O TECO-TECO

     A Serra da Barriguda e outras pequenas serras, como se fossem pétalas, emolduram a cidade de Alexandria, no Rio Grande do Norte. Foi ali que nasci e passei os primeiros anos da minha vida. Como meios de transportes, conhecia o trem, que passava diariamente, e alguns automóveis que circulavam pela cidade. A cidade parecia inebriada pelo cheiro silvestre, entregando-se a uma rotina que parecia ser infinita.
     Lembro-me de um certo dia em que a quietude foi bruscamente quebrada. Foi num sábado. Eu tinha sete anos de idade e estava jogando futebol com outras crianças num pequeno campo improvisado. Repentinamente, aquele estranho objeto sobrevoou a cidade, com um barulho ensurdecedor, e pousou num campo de futebol na localidade chamada de Cascalho. Os companheiros de pelada ficaram apavorados. Toinho, o dono da bola e menos habilidoso com a mesma, com espanto perguntou:
     - Que coisa é essa?
     - Parece que é um trovão que caiu do céu! – respondeu outro.

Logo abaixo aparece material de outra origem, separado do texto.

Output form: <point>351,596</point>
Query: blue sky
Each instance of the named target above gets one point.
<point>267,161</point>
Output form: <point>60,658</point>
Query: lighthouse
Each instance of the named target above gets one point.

     - É um avião, eu vi um retrato dele na revista O Cruzeiro – respondi com convicção.
     Realizamos imediatamente uma maratona em direção ao Cascalho. Em pouco tempo subíamos a ladeira que dava acesso ao local do pouso. Observávamos que toda a cidade tivera a mesma idéia, motivada pelo pânico e pela curiosidade. Eram pessoas de todas as idades, que se atropelavam; mulheres gestantes e doentes; alguns recém-saídos do banho, envolvidos em toalhas; outros descalços, com os calçados nas mãos. Um homem que corria ao meu lado, com o rosto cheio de espuma de creme de barbear, dizia:
     - Só pode ser uma invasão estrangeira!
Correndo em sentido contrário ao da multidão, em direção à igreja matriz, como se fossem pequenos peixes nadando contra a correnteza do rio, algumas pessoas, pávidas, tendo à mão um terço ou uma medalha de São Francisco, diziam:
     - Meu Deus! Isso é coisa do demônio!
Enfim, chegávamos ao alto da ladeira. Avistávamos as asas brancas do avião, mais precisamente, um teco-teco. Um cordão de isolamento fora improvisado. Espremido entre as pessoas, eu procurava, maravilhado, ver maiores detalhes do esquisito objeto.
     A noite caíra e aos poucos a multidão foi dispersando-se.
     No dia seguinte, domingo, a cidade amanhecera em festa. Quando as pessoas se encontravam, era inevitável o diálogo:
     - Você já viu o avião?
     - Já,... é muito bonito!
     Eu acordara cedo para mais um dia de contemplação. Ao retornar à minha casa, eufórico por ter conseguido tocar em um dos pneus do avião, encontrei o meu pai constrangido por eu haver perdido a missa dominical. Disse-me que o padre, um alemão, tinha ficado muito irritado com a ausência dos fiéis à missa e dito que haviam deixado de lado as coisas divinas, a igreja, o verdadeiro caminho do céu. Ora, pensei curioso, o avião deve conhecer bem melhor do que ninguém o tal caminho, já que o percorre com freqüência.
     No dia seguinte o teco-teco partiu. Deixou saudades e muitas histórias que ainda hoje são contadas nas esquinas daquela cidade.